На вокзале нам рассказали про курьезный случай, происшедший здесь несколько дней назад. Ехал в Россию командир одного корпуса с тремя генералами из своего штаба. Один из генералов обругал на вокзале помощника начальника станции, грозил побить его, кричал, что он продался японцам и жидам. Генералы поужинали на вокзале, воротились в свой вагон, пьют чай. Показалось им странно, – что это поезд стоит так долго? Выглянули, – их вагон отцеплен, стоит один; вокруг часовые с винтовками. В вагон входят три офицера без погонов и двое штатских.
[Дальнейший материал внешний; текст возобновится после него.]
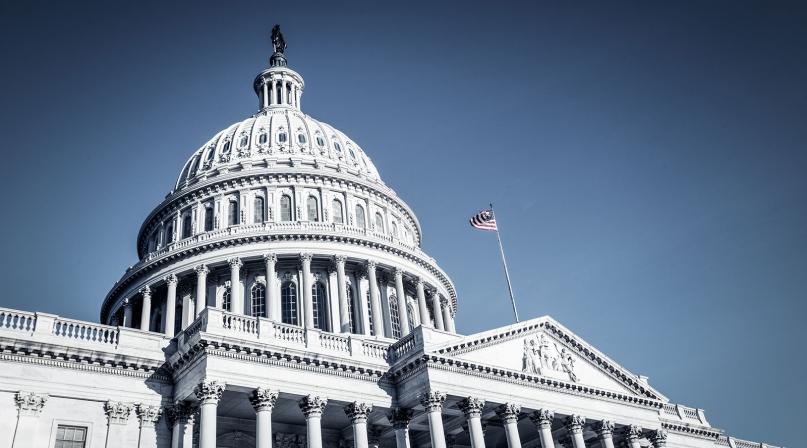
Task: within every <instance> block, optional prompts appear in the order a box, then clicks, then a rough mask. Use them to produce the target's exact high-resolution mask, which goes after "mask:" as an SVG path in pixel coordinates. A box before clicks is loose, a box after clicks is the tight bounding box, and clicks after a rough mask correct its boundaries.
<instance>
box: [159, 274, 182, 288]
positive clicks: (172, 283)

– Один из вас оскорбил сейчас помощника начальника станции, – объявил генералам штатский. – Потрудитесь перед ним извиниться. Если извинитесь, то вы просидите в вашем вагоне сутки под арестом и поедете дальше. Если не извинитесь, – совсем не поедете.
Мялись, мялись генералы. Нечего делать, пошли, извинились. Отсидели свои сутки и поехали дальше.
До Читы мы ехали довольно скоро и ровно. От Читы помчались дальше быстрее любого экспресса. Дело вскоре, объяснилось: к нашему поезду прицепили вагон, в котором ехали на съезд в Иркутск железнодорожные делегаты.
– Ну, слава богу, теперь можно быть спокойным: с начальством едем! – острили офицеры и с ироническою почтительностью поглядывали на вагон, в который не допускался никто посторонний.
На станциях мы встречали вооруженных милиционеров. На одном разъезде нас обогнал поезд с боевой дружиной, мчавшейся на соседнюю станцию, где черносотенцы напали на рабочих.
Проехали мы Кругобайкальскую дорогу. На Мамаевом разъезде, когда наш поезд обгонял воинский эшелон, из солдатской теплушки с силою полетел в наш вагон большой камень; оба оконные стекла разлетелись вдребезги, одному офицеру ушибло колено. Всю ночь мы мерзли.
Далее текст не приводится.